The Problem With Uncle Tom

Log Cabin Republicans aren't the only ones Frank offended with this insensitive comparison. "Uncle Tom" is a racially loaded slavery reference, and his decision to use it here was entirely inappropriate.
This post was published on the now-closed HuffPost Contributor platform. Contributors control their own work and posted freely to our site. If you need to flag this entry as abusive, send us an email.

The backlash from Barney Frank's recent comment comparing the Log Cabin Republicans, a group of gay and lesbian Republicans, to "Uncle Toms" at the Democratic National Convention prompted him to take to The Huffington Post to publish an explanation of his decision to use that term. It began with an admission that he was "not surprised that members of the Log Cabin Republicans [were] offended" by the comparison.

The problem is Log Cabin Republicans aren't the only ones Frank offended with this insensitive comparison. "Uncle Tom" is a racially loaded slavery reference, and his decision to use it here was entirely inappropriate.

"Uncle Tom" is a pejorative epithet derived from the lead character in abolitionist Harriet Beecher Stowe's novel Uncle Tom's Cabin. Uncle Tom was a slave whose innate goodness and genuine kindness, despite being subjected to the brutalities of slavery, made him a sympathetic figure for many white audiences who had never before identified with a black character.
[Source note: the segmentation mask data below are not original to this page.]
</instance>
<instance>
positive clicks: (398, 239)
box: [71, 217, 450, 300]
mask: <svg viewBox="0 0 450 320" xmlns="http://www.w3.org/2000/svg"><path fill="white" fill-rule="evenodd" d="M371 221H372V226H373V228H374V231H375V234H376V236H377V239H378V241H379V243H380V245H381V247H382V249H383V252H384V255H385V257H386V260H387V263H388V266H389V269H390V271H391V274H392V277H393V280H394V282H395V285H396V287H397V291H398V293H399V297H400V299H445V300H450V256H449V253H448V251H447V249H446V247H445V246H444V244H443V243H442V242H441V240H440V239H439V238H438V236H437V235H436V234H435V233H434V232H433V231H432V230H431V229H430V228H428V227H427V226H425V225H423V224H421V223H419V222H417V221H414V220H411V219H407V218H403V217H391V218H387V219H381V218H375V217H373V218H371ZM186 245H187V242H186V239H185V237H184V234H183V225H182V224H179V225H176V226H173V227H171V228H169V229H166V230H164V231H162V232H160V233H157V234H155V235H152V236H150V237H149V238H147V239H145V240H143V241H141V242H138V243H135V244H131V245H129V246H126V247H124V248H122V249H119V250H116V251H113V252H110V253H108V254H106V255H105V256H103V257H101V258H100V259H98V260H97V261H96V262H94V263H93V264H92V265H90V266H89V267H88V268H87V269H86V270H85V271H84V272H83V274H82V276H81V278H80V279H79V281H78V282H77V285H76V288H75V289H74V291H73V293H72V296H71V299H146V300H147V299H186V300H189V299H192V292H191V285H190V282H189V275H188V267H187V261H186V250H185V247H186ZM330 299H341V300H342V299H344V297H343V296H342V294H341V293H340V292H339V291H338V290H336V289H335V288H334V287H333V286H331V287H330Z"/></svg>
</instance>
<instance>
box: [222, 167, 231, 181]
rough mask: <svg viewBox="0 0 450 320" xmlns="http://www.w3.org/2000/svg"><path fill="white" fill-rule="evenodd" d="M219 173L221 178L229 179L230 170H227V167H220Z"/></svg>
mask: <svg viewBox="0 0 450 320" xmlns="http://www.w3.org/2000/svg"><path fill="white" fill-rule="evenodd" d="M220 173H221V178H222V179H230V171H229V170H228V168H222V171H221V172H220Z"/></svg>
This portrayal is credited with having humanized black slaves to many white readers and helped to foment emerging anti-slavery sentiment.

Interestingly, Uncle Tom as a character bore little resemblance to the traitorous caricature invoked by the insult. In fact, in the book he was ultimately killed when he refused to betray two runaway slave women and reveal to slave owners where they were. Uncle Tom was a martyr, but he was no sycophant.
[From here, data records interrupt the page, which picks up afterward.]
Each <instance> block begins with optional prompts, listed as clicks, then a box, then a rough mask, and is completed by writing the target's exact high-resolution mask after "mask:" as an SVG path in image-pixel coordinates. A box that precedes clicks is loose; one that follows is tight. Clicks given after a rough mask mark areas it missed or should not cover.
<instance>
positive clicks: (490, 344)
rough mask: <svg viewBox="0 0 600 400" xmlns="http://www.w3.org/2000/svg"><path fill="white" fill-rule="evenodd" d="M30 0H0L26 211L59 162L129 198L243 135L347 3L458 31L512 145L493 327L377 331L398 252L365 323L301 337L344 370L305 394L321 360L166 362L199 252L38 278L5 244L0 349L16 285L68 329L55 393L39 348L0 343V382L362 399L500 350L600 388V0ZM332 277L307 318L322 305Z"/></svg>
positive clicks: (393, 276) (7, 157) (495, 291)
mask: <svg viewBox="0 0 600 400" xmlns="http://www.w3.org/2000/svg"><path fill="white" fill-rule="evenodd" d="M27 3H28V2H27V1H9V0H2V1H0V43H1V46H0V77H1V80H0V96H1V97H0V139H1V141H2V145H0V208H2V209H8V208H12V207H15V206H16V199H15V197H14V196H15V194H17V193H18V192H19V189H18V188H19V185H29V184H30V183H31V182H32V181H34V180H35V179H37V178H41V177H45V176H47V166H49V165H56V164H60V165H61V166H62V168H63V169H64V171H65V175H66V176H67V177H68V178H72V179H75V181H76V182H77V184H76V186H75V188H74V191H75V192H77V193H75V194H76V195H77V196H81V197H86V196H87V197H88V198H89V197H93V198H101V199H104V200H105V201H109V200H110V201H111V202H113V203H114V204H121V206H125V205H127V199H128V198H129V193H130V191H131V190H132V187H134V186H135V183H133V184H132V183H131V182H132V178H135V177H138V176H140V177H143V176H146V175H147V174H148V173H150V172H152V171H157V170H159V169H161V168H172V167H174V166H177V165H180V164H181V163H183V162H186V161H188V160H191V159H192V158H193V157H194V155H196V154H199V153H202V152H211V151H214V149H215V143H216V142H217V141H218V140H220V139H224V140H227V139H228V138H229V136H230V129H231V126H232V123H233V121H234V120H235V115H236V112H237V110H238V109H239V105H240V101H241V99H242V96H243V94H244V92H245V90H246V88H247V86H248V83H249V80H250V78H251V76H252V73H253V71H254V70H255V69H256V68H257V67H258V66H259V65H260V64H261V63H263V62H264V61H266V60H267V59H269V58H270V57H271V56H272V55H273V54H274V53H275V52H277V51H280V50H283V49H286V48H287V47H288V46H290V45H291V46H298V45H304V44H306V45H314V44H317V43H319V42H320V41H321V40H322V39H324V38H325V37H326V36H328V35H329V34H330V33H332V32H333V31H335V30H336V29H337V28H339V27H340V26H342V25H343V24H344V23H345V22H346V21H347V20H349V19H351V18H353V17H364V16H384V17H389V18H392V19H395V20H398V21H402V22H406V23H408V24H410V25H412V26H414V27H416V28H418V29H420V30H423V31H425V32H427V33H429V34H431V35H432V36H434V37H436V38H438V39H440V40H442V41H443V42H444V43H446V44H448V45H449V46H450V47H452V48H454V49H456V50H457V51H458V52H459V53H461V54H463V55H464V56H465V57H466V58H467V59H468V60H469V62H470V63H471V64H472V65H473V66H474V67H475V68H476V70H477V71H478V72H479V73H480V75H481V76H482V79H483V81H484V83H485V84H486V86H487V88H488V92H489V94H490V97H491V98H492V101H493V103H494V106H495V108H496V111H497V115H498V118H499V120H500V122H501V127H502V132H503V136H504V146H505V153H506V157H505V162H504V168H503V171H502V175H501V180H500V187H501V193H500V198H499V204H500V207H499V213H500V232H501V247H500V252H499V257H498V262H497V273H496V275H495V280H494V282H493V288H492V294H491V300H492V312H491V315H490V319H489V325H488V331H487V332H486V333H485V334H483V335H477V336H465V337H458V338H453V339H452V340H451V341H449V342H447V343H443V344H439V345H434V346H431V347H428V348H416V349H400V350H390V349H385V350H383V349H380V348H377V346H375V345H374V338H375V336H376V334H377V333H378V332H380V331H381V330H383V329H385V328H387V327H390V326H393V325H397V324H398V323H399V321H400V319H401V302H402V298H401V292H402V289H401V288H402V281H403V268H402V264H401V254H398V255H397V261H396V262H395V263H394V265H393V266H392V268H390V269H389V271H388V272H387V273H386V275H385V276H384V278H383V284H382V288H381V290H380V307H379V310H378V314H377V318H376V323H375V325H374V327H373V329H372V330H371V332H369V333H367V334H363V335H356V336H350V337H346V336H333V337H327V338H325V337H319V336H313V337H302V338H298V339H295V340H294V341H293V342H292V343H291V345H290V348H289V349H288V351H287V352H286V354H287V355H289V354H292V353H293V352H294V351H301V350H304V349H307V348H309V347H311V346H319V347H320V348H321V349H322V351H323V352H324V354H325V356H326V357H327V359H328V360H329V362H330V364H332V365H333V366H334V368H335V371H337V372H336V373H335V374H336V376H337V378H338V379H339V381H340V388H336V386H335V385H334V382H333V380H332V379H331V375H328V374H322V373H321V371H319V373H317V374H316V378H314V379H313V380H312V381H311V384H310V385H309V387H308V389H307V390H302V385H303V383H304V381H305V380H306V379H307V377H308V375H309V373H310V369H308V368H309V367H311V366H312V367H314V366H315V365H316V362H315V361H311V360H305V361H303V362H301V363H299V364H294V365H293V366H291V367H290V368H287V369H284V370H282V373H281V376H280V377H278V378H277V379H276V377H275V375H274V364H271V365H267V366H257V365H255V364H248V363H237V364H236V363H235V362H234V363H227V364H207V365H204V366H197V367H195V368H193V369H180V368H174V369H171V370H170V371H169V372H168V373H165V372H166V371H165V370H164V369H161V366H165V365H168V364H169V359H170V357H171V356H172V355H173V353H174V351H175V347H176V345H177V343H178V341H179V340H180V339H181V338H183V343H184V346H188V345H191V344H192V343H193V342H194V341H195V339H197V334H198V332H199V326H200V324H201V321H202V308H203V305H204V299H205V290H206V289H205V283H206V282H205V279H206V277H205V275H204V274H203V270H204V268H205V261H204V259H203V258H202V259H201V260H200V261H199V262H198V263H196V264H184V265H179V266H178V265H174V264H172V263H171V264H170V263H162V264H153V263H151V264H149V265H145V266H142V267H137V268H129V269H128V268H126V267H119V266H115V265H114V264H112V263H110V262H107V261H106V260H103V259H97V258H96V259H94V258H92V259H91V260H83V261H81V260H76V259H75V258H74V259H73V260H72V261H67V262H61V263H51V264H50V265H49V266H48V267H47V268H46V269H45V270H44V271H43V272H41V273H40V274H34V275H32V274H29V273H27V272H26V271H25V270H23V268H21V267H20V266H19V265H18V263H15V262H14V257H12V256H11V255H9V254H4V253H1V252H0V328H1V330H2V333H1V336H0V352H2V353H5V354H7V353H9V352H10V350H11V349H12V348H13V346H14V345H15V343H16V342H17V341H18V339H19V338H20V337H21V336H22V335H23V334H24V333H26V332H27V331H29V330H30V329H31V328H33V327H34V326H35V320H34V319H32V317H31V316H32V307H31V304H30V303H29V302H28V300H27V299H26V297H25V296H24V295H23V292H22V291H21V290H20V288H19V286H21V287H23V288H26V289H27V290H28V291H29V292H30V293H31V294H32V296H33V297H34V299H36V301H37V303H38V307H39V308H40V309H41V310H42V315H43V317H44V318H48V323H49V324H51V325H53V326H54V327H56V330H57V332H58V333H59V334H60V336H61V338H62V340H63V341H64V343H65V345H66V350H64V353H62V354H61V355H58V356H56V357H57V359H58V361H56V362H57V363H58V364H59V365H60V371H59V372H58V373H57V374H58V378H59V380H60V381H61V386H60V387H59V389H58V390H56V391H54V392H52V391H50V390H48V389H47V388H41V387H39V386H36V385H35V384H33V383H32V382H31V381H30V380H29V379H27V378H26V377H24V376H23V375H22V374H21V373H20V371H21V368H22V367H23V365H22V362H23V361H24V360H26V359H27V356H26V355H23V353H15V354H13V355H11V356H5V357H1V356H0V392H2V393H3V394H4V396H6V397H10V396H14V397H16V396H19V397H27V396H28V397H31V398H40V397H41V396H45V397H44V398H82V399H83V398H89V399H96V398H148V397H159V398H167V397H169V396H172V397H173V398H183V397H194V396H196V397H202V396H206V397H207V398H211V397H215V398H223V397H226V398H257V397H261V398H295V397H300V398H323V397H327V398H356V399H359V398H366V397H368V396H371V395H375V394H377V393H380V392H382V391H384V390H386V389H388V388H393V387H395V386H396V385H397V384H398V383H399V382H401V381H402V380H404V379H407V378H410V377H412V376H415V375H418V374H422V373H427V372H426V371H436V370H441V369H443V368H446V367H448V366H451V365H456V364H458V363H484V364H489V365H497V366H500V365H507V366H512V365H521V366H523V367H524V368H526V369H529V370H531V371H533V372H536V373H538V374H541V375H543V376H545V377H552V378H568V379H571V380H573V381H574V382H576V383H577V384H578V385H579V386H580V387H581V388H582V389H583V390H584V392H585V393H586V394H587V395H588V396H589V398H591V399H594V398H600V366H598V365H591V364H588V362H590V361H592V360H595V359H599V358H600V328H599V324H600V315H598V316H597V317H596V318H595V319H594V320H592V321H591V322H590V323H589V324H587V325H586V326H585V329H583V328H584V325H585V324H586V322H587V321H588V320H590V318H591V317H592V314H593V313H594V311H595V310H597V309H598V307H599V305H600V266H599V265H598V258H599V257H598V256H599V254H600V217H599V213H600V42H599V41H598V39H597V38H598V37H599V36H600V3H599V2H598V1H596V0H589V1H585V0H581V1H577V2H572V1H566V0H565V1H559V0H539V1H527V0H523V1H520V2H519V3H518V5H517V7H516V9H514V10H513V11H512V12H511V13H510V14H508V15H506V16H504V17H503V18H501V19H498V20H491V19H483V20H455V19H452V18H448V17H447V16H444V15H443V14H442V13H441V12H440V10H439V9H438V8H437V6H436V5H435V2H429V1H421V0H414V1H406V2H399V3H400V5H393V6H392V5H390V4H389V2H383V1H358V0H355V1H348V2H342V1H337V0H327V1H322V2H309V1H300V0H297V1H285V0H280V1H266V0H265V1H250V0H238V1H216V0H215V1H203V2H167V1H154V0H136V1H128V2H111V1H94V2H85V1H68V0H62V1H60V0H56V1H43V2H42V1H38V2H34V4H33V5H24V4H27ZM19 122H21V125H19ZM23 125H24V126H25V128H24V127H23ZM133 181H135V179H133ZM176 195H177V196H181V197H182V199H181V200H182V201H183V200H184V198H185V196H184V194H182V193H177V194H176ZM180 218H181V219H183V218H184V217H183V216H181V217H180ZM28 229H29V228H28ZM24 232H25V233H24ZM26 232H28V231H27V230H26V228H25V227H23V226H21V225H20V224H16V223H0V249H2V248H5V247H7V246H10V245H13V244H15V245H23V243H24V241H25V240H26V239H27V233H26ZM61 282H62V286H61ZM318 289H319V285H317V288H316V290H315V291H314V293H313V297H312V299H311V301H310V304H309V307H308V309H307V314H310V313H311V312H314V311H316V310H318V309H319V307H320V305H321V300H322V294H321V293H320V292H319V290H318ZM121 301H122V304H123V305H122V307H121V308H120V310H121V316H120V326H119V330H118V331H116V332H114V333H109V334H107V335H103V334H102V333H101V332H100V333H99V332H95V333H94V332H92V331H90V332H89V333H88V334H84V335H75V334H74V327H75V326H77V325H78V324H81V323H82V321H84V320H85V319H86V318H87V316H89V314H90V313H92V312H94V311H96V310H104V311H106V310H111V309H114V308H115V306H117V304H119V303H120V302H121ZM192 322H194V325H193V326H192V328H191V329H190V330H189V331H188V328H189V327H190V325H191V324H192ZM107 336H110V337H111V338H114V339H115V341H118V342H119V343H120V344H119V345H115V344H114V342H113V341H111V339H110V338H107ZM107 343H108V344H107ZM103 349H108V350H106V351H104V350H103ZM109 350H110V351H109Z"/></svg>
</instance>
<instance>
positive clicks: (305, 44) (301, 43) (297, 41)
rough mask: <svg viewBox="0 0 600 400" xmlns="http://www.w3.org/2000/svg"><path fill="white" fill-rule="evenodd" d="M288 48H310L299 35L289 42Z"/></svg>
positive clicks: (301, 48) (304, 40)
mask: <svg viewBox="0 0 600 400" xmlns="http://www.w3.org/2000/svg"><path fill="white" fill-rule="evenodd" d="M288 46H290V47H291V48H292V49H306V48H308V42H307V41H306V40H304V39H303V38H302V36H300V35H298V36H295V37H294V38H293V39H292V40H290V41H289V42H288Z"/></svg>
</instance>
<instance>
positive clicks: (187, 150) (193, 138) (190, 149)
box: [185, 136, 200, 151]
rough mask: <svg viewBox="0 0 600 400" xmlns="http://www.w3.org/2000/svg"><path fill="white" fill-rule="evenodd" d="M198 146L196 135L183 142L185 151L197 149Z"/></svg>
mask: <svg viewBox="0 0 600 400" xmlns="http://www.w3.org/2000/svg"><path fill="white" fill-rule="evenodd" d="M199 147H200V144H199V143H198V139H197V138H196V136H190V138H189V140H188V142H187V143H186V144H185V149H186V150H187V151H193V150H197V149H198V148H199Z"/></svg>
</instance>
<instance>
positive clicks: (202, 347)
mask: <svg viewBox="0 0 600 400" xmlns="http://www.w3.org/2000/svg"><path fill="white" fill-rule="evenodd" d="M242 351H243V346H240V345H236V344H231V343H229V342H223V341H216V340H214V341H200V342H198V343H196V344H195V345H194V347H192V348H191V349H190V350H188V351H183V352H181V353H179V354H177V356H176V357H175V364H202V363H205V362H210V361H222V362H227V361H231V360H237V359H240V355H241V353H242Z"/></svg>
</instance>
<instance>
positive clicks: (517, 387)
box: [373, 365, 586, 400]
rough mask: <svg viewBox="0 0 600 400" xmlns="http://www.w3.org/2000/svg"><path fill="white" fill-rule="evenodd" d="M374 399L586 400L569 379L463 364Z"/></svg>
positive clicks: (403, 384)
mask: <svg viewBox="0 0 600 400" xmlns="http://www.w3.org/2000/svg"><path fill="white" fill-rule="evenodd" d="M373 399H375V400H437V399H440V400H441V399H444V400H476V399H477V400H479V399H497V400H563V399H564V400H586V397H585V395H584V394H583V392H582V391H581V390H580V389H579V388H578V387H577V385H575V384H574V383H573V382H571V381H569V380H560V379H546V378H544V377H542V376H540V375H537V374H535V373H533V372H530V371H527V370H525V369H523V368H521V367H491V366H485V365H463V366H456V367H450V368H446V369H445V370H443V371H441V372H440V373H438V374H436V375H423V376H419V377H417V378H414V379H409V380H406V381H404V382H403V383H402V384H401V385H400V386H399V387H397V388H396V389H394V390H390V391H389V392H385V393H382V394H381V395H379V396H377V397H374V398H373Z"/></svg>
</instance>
Over the years this complexity has become obscured, and "Uncle Tom" has simply become synonymous with a person so afflicted by self-loathing-turned-cultural-Stockholm-syndrome that they are willing to acquiesce to their own subordination in order to appease their oppressors.
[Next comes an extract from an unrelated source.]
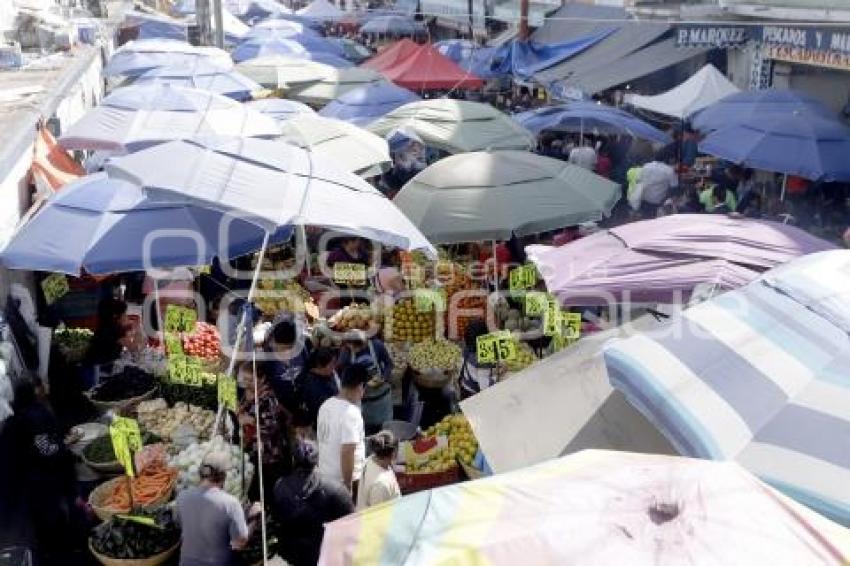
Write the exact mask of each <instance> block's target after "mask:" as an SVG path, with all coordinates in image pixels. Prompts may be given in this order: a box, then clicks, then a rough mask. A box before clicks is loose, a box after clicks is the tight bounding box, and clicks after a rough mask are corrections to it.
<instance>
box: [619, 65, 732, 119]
mask: <svg viewBox="0 0 850 566" xmlns="http://www.w3.org/2000/svg"><path fill="white" fill-rule="evenodd" d="M739 90H740V89H739V88H738V87H736V86H735V85H734V84H732V81H730V80H729V79H727V78H726V77H725V76H724V75H723V73H721V72H720V71H718V70H717V68H716V67H715V66H714V65H712V64H710V63H709V64H708V65H706V66H704V67H703V68H702V69H700V70H699V71H698V72H697V73H696V74H694V75H692V76H691V77H690V78H689V79H688V80H686V81H685V82H683V83H682V84H680V85H678V86H676V87H674V88H672V89H670V90H668V91H667V92H664V93H661V94H657V95H655V96H643V95H640V94H627V95H626V103H627V104H631V105H632V106H634V107H636V108H641V109H643V110H649V111H650V112H655V113H656V114H663V115H664V116H671V117H673V118H678V119H679V120H684V119H685V118H687V117H688V116H690V115H691V114H693V113H694V112H698V111H700V110H702V109H703V108H706V107H707V106H711V105H712V104H714V103H715V102H717V101H718V100H720V99H722V98H724V97H726V96H729V95H730V94H735V93H736V92H739Z"/></svg>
In his defense of his use of the term, Frank doubled down on the comparison and referred to the Republican politicians that the Log Cabin Republicans support as "masters using a kinder tone." Frank is not the first person to make such a comparison. Dan Savage recently made headlines for calling the gay conservative group GOProud "house fa***ts" for endorsing Mitt Romney. The epithet was a reference to the term "house slave," which refers to slaves who worked in the house as opposed to the field and are sometimes curiously thought to have been treated better by slave owners (despite the fact that working in the house carried its own risks, like sexual assault and rape).

Frank's use of Uncle Tom to describe the Log Cabin Republicans prompted a discussion about, as he put it, whether he was "ignoring the fact that they are nice." Savage's comments prompted a discussion about whether a gay man should use the term "fa***ts" to disparage other gay people. But there is a larger discussion that should be prompted by these comments about the fact that the experience of slaves and the experience of gay and lesbian people in this country are not comparable. It's not comparing apples and oranges. It's comparing apples and slavery.

Invoking slavery to make a comparison is almost always inappropriate. Precious few things come close to matching the horrors and indignities of the practice of slavery and the experience of slaves in this country. Republicans, and the gay people who vote for them, are nowhere on this list.

We need to let go of the myth of "Uncle Tom," not only because of the inherent inappropriateness of the comparison but because it is not a useful way of understanding any form of systemic oppression or the subsequent reaction to it. The broader problem with the accusation that a member of a group that has been oppressed or disenfranchised in some way betrays their identity when they act outside one prescribed way is that it imagines a narrow conception of that identity.

The idea of "Uncle Tom" is based on a flawed assumption that there is only one way to respond to oppression, which assumes that there is some single shared experience of all members of a marginalized community. It denies the complexity of the experience of being a member of an underrepresented community and reduces it to a monolithic experience. It is reductive and perpetuates bias against those in the community. It's ironic that "Uncle Tom" refers to a person willing to participate in their own oppression, because the use of the term itself does just that.